Aber sie hielt inne, den Arm Bruder Etiennes packend und drückend. Unter den Bäumen sah sie den Helm eines Bewaffneten schimmern. Die dicke Schneedecke dämpfte die Schritte der Männer, aber die Zweige knackten, wenn sie vorübergingen. Mit großen Degenhieben machten sie sich den Weg frei.
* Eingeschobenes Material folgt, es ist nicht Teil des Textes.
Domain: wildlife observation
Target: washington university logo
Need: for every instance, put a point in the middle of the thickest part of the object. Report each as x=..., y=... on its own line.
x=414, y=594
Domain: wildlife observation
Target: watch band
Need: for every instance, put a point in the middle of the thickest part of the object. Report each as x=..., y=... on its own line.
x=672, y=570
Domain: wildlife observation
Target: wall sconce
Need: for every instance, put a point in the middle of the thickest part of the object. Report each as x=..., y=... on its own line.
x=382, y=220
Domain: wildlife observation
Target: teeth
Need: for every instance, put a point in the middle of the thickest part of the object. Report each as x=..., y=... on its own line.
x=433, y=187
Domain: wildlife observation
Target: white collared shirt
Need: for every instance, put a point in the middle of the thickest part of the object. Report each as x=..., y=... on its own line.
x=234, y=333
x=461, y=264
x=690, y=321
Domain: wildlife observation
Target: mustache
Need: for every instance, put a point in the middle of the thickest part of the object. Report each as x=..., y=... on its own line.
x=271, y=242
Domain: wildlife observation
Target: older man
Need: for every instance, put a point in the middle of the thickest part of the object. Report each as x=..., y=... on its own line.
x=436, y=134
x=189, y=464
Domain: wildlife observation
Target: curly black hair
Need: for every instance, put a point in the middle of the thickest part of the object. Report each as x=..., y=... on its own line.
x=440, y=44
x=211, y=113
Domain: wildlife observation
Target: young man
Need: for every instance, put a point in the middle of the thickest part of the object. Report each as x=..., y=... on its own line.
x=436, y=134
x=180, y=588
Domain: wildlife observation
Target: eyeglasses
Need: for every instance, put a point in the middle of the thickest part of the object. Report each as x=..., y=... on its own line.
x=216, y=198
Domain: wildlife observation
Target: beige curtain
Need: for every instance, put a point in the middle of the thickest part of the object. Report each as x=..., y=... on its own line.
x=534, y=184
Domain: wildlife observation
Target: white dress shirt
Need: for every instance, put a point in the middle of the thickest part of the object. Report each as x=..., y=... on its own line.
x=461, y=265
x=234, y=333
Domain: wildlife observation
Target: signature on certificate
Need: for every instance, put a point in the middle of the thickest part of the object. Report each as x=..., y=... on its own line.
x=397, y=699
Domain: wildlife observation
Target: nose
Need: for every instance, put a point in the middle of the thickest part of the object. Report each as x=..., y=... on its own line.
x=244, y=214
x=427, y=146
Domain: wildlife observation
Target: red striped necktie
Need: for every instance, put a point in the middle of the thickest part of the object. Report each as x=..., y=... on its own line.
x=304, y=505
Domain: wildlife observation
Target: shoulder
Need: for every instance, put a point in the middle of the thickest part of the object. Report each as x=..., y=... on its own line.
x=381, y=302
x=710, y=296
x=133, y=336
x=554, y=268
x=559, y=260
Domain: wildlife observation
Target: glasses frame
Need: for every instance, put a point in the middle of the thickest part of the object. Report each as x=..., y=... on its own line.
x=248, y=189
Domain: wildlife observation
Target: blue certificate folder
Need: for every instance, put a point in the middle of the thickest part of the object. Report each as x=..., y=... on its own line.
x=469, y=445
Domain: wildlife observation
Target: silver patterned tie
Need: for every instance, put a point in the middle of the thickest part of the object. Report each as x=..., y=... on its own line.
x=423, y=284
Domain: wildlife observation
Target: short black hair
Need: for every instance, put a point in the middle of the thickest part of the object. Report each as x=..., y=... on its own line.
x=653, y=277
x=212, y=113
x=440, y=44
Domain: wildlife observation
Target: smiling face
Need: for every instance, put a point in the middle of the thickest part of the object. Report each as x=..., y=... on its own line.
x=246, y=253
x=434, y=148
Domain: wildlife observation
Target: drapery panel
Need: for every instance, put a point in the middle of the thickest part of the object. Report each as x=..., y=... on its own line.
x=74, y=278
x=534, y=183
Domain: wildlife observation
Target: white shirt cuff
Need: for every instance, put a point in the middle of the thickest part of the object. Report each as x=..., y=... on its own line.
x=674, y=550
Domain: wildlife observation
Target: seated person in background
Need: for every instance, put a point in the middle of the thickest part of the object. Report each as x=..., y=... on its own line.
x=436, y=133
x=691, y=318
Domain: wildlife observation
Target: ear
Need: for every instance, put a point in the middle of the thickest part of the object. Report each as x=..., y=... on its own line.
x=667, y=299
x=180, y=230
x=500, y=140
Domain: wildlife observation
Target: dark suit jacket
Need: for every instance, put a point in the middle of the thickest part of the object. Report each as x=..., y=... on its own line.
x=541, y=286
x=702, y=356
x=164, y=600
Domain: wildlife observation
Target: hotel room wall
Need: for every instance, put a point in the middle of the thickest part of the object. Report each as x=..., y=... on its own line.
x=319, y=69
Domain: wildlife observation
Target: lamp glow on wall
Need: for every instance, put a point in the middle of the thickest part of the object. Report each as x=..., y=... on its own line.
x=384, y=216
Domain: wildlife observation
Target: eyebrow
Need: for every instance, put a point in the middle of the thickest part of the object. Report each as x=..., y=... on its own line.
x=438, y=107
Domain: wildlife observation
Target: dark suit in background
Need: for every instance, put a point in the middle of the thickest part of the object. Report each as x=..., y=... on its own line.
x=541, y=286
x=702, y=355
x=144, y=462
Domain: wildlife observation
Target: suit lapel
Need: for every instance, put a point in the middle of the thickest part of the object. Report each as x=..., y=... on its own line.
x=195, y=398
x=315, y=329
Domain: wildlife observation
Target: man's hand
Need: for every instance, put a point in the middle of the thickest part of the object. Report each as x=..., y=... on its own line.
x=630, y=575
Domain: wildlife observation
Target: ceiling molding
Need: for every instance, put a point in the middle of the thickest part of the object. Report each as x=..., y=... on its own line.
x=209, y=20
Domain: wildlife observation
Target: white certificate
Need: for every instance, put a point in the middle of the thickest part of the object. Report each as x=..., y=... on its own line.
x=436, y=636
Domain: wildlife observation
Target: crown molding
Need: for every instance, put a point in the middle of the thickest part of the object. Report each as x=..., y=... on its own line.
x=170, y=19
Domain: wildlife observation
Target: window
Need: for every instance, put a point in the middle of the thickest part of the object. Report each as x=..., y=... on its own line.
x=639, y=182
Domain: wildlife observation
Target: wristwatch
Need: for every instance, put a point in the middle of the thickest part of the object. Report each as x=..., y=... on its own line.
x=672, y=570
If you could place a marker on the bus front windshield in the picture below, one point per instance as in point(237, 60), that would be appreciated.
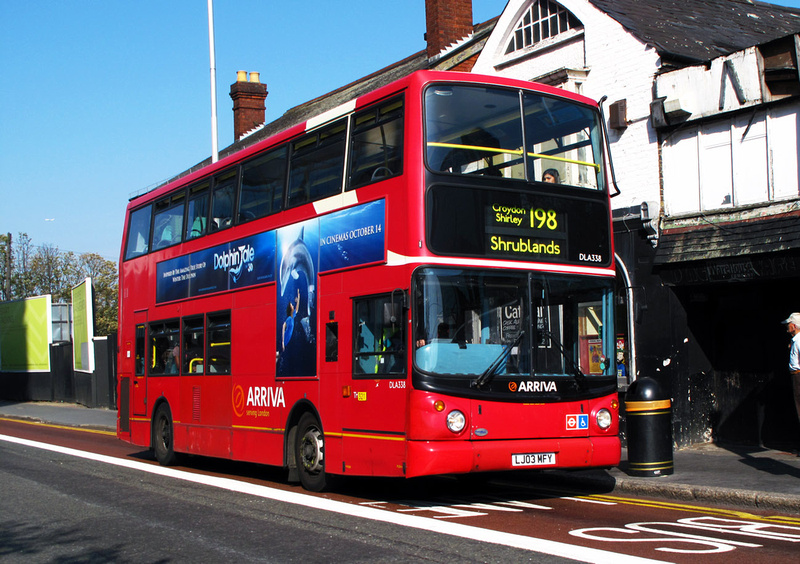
point(485, 131)
point(481, 324)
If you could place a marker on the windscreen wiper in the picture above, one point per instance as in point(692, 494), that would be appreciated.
point(488, 375)
point(580, 377)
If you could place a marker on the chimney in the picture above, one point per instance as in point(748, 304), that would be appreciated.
point(248, 103)
point(447, 21)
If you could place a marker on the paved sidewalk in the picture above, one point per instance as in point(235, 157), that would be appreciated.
point(742, 477)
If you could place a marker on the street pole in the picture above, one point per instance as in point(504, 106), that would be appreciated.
point(212, 57)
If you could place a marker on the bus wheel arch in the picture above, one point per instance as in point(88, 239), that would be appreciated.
point(305, 448)
point(162, 434)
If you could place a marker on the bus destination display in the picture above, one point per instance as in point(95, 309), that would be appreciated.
point(531, 226)
point(526, 232)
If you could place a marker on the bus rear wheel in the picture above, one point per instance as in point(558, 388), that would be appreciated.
point(310, 453)
point(163, 434)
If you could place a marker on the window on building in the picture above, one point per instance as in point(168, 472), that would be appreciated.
point(62, 318)
point(543, 20)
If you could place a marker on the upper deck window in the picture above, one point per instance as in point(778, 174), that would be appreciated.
point(474, 130)
point(197, 213)
point(138, 233)
point(263, 179)
point(544, 19)
point(168, 221)
point(222, 200)
point(377, 143)
point(317, 165)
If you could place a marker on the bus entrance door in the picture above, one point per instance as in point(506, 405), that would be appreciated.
point(139, 381)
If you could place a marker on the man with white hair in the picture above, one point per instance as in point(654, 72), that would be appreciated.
point(793, 328)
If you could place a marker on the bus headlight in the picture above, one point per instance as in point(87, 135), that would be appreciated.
point(456, 421)
point(603, 418)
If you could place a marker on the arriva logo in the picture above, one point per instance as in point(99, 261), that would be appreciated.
point(533, 386)
point(257, 396)
point(235, 260)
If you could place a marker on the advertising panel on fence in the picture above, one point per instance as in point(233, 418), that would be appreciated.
point(83, 327)
point(25, 335)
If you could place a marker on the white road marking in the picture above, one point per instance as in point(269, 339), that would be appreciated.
point(424, 523)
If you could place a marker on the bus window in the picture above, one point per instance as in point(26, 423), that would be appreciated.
point(222, 200)
point(377, 146)
point(193, 344)
point(138, 233)
point(197, 211)
point(263, 180)
point(317, 165)
point(168, 221)
point(164, 347)
point(474, 130)
point(378, 341)
point(563, 142)
point(218, 351)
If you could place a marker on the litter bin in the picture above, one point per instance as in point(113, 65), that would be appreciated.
point(649, 429)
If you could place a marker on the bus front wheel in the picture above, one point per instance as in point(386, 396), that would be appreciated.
point(163, 434)
point(310, 453)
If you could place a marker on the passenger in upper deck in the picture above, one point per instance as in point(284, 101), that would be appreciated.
point(551, 176)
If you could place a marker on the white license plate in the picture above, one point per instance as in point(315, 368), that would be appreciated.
point(534, 459)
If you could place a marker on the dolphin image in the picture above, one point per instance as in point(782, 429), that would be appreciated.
point(295, 260)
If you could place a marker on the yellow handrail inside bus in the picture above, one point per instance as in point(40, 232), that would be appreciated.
point(517, 152)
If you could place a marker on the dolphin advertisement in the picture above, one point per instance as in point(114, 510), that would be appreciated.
point(298, 249)
point(233, 265)
point(292, 257)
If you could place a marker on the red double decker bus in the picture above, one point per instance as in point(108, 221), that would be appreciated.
point(419, 282)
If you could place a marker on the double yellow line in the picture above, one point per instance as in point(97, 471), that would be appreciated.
point(53, 426)
point(781, 519)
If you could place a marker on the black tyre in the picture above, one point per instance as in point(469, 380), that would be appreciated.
point(163, 434)
point(309, 453)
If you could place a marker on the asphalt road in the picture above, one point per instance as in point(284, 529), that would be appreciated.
point(58, 508)
point(108, 501)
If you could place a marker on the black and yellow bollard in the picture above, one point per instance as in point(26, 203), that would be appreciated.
point(649, 430)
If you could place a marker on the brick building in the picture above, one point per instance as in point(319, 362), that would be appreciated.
point(702, 100)
point(702, 111)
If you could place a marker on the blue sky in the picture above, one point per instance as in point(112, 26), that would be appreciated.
point(100, 100)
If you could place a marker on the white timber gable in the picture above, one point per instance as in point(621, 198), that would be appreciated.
point(596, 58)
point(730, 147)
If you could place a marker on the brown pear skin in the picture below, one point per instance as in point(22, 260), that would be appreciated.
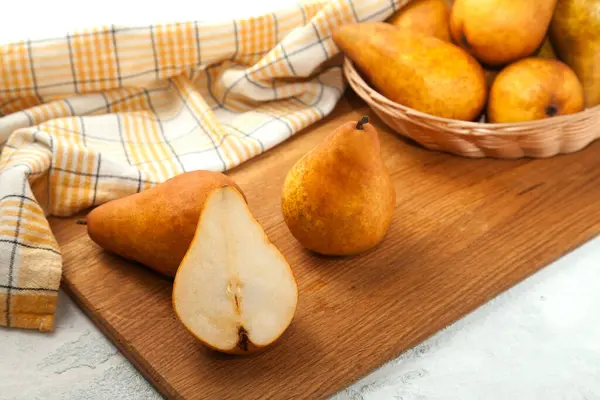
point(546, 50)
point(575, 35)
point(339, 199)
point(415, 70)
point(534, 88)
point(499, 32)
point(429, 17)
point(155, 227)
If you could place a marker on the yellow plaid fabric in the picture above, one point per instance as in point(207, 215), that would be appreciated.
point(108, 112)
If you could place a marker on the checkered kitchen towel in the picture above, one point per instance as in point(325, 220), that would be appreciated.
point(108, 112)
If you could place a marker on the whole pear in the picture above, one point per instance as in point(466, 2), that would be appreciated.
point(155, 227)
point(339, 199)
point(498, 32)
point(534, 88)
point(430, 17)
point(415, 70)
point(575, 34)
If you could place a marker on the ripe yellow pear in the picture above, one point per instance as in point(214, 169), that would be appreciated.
point(534, 88)
point(498, 32)
point(575, 34)
point(415, 70)
point(339, 198)
point(155, 227)
point(429, 17)
point(546, 50)
point(234, 291)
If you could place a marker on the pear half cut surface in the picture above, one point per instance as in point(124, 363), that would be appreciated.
point(234, 291)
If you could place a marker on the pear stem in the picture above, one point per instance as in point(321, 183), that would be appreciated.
point(361, 122)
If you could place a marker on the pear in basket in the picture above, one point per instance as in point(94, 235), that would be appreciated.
point(415, 70)
point(498, 32)
point(534, 88)
point(430, 17)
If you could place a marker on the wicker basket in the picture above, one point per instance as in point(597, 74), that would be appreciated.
point(536, 139)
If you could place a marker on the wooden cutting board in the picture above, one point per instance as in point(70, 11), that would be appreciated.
point(464, 230)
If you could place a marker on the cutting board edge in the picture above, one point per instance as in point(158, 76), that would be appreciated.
point(130, 353)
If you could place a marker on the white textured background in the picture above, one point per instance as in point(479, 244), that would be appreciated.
point(539, 340)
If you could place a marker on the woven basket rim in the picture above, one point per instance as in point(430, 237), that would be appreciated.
point(351, 72)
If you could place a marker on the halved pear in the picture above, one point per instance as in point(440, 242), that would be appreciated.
point(234, 291)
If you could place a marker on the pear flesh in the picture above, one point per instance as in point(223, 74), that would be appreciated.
point(234, 290)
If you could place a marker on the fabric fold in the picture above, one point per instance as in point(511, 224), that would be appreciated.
point(108, 112)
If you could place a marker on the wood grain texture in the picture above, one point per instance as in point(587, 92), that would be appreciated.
point(464, 230)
Die Soldaten gingen langsam, sehr langsam weiter, die Nase auf dem Boden: zwanzig Bogenschützen zu Fuß, die Waffe über der Schulter, hinter ihnen zehn Reiter. Es waren Kastilier, und Cathérine verstand ihre Sprache nicht. Aber es wurde allmählich immer heller, und sie konnte schon die olivfarbenen, denkbar beunruhigenden Gesichter mit den lang ausgezogenen schwarzen Schnurrbärten unterscheiden. Mit Entsetzen sah sie, daß einer der Reiter am Sattelbogen einen Rosenkranz aus menschlichen Ohren trug, und unterdrückte einen Schrei. Als fühlte er ihre Anwesenheit, hielt der Mann genau unter der großen Eiche an und stieß einen heiseren Ruf aus. Ein Soldat eilte herbei. Der Reiter sagte etwas zu ihm, und Cathérines Herzschläge setzten aus. Aber der Mann mit der abscheulichen Trophäe wollte nur, daß man den Sattelgurt seines Pferdes fester schnallte, und ritt, nachdem dies geschehen war, weiter. Einige Augenblicke später war niemand mehr unter dem Baum. Ein dreifacher Seufzer entrang sich den Flüchtigen. Bruder Etienne wischte sich über die trotz der Kälte schweißtriefende Stirn und schob seine Kapuze zurück.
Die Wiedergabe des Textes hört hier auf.